I am so excited to see The Many Saints of Newark. And I’m happy I can see it at home. With unvaccinated children at home, we’re not taking any chances. Also, I can barely wear a mask for two minutes, let alone two hours. (Nothing ideological, just comfort.)
Like most of us, I love The Sopranos and hold it atop the pantheon of TV shows. I would probably call it the best show ever made. Certainly it has been the most influential of the past 20 years. (My other tops: Mad Men, Breaking Bad, The Wire. Typical choices.)
I actually turned off the pilot The Sopranos halfway through when I first saw it in January 1999. It wasn’t what I expected. I thought it would be a Goodfellas-like story of mob whackings, and instead it was this neorealistic, Jersey domestic drama about the family and the ducks and the fainting. The mob relationships and operations seemed pretty byzantine to decipher and far from immediately satisfying. (I also turned off the West Wing pilot that year, expecting it to be out in the world more, not just guys at the White House discussing the world. Wrong!)
I came back to The Sopranos with episode 5, “College.” (Tony kills a rat in witness protection while in Maine looking at colleges with his daughter.) I was like, okay, now I get it. (Clip above.)
My dad later told me he saw an episode of The Sopranos and found it off-putting and distasteful. And it was this episode! But my dad doesn’t like violence in movies. We saw Fight Club together and he was almost speechless in revulsion. “Why would anybody make that movie...?” My dad is hardly a square, or a right-winger—he is a classic liberal—it’s just not to his taste.

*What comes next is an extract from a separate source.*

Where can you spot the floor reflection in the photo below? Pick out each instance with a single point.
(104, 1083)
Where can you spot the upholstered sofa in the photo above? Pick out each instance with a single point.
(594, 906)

I won’t bother to wax nostalgic about the genius of The Sopranos. I’m sure many people can do it better than I can—and have already done so.
I love David Chase. I love his work. I love that he’s a surly old crank who won’t give an inch to anybody. He knew that people watched his show for the whackings—and consistently, actively frustrated their expectations. I love the show’s cut-to-black ending. I liked his 2012 feature, Not Fade Away, which I thought people unfairly used as a punching bag.
I only thing I found mildly annoying in The Sopranos were the occasional extended dream sequences. But even then, how can you ever forget, “You’re Annette Benning”?
At the end of its first season—summer 1999—there was a panel on The Sopranos at the Writers Guild Theater on Doheny in Beverly Hills. I went and it was pretty remarkable—because this was the moment when the cast and crew realized they were part of a pop phenomenon. (I think this is the panel discussion.)
As far as I can recall, the entire principal cast was there. James Gandolfini wore a suit and tie and if he could have chewed off his arm to escape, I believe he would have. He seemed very shy and insecure and gave terse answers to questions—it didn’t seem like he was trying to be difficult, just that he was overwhelmed by the attention and deeply uncomfortable.
I spoke briefly to Edie Falco in the reception area, who was all smiles, and remember thinking, this woman has the hugest blue eyes I have ever seen.
Nancy Marchand was there, and it was clear she was ill—it wasn’t a secret—but she was witty and hilarious. I didn’t realize she wasn’t Italian—she was previously best-known for playing stuffy wasps. That’s her as the mayor in The Naked Gun, suffering Drebin’s antics!
After the panel, I asked Lorraine Bracco—who had her hair pulled back, and seemed so much hipper and animated than her character—about her coiffed hairdo as Dr. Melfi and she gladly took credit for it, wanting the character to seem timid and straining for formality.
It was a magical evening and it was quite clear that this was the moment when all of us, who loved the show, and all of them—the folks who made the show—together realized it was something way bigger than we knew.
Bless them all for such fabulous, lasting work.